Why a latency cushion?

SwipeX sits between impatient traders and slow-moving venues. When a centralized exchange throttles order books or a Layer-2 sequencer pauses for upgrades, our trading stack needs to keep filling orders without spraying errors at clients. The latency cushion is a safety layer that soaks up those hiccups.

Architecture snapshot

Dual-feed market data: every venue we connect to has two transports (primary WebSocket + REST heartbeat). We reconcile them in <50ms.
Latency-aware router: fills are routed through a queue that measures RTT from every client connection.

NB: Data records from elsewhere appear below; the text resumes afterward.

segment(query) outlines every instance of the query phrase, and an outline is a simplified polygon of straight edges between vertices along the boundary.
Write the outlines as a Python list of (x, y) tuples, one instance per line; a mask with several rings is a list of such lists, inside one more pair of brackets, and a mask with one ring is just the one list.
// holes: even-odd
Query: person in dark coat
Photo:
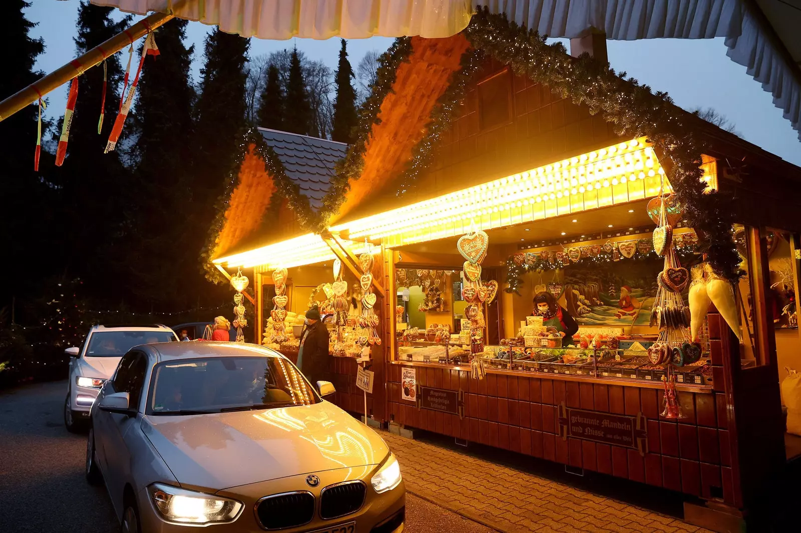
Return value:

Slow venues get smaller clips automatically.
Stateful failover: if a venue goes >2s without a heartbeat, we freeze existing orders, clone state into the backup region, and re-issue resting liquidity from there.

while True:
  refresh_venue_health()
  for venue in venues:
    if venue.isDegraded():
      shrink_order_size(venue)
      reroute_to_backup(venue)
    else:
      run_normal_flow(venue)

Risk knobs we tune daily

Latency budgets — trading pods can’t exceed 1.3× their 7-day moving average, otherwise automation trims size.
Queue depth — if our relayer queue grows past 80 ops we instantly pause all non-critical strategies.
Ops alerts — every failover is announced in Slack + PagerDuty with the impacted instruments, so humans can help.

Results so far

0 emergency halts in the last four venue incidents.
Clients experienced <200ms extra latency even when a major CEX API throttled us for a minute.
Engineering cut investigation time in half thanks to the unified telemetry dashboards we built for this system.

If you’re building your own latency cushion, start with visible metrics, practice failovers weekly, and never assume a single venue will stay healthy when you need it most.